Wikipedia on Barthes; He:
accuse[d] the old, bourgeois criticism of being unconcerned with the finer points of language and capable of selective ignorance towards challenging concepts of theories like Marxism.
and he
consider[ed] the limitations of not just signs and symbols, but also Western culture’s dependency on beliefs of constancy and ultimate standards.
Indeed, Wikipedia's Marxist view of the bourgeoisie:
Arguably one of the most influential of...criticisms came from Karl Marx, who attacked bourgeois political theory and its view of civil society and culture for what he believed to be its falsely universal concepts and institutions; in Marx's view, these concepts were only the ideology of the bourgeoisie as a new ruling class, which sought to reshape society after its own image.
As for Lacan, according to Wikipedia, he considered his work to be an authentic "return to Freud". In Fashionable Nonsense (1997), Alan Sokal and Jean Bricmont accuse Lacan of abusing scientific concepts. Chomsky called him a "perfectly self-conscious charlatan".
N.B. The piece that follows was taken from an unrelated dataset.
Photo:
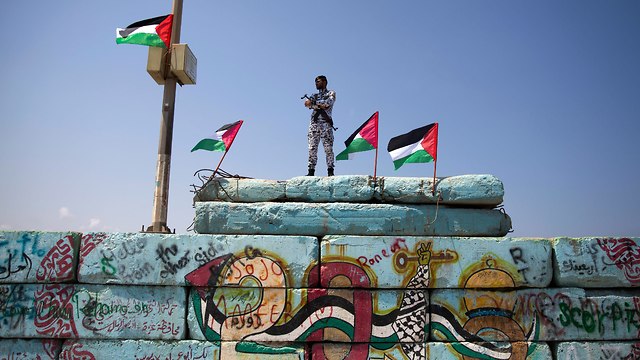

Wikipedia characterizes Fredric Jameson as "a Marxist political and literary critic and theorist.... [He has] described postmodernism as the claudication of culture under the pressure of organized capitalism. Jameson's best-known books include Postmodernism: The Cultural Logic of Late Capitalism...." "Late capitalism"! I guess it's not surprising that a Marxist can claim to know that capitalism is on its last legs.

Finally, Edward Said's overpraised Orientalism tended towards overdrawn assertions, hyperbole and oversimplification, was pretentiously written and drenched in jargon. Like the postmodernists who inspired him, he insists that objectivity is impossible.

So let's see: the top eight are obscurantist, pseudoscientific, reject the Enlightenment, Marxists, charlatans, and disbelieve in objectivity. I hope the time has come for all the oppressive ideas that have dominated intellectual life to be hauled before the court of reason.

I can't believe I'm citing Chomsky as an authority. It's not the first time. Still it's significant that even though he is a hard leftist, he criticizes postmodernist writing in general: "extremely pretentious, but on examination, a lot of it is simply illiterate, based on extraordinary misreading of texts that I know well (sometimes, that I have written), argument that is appalling in its casual lack of elementary self-criticism, lots of statements that are trivial (though dressed up in complicated verbiage) or false; and a good deal of plain gibberish."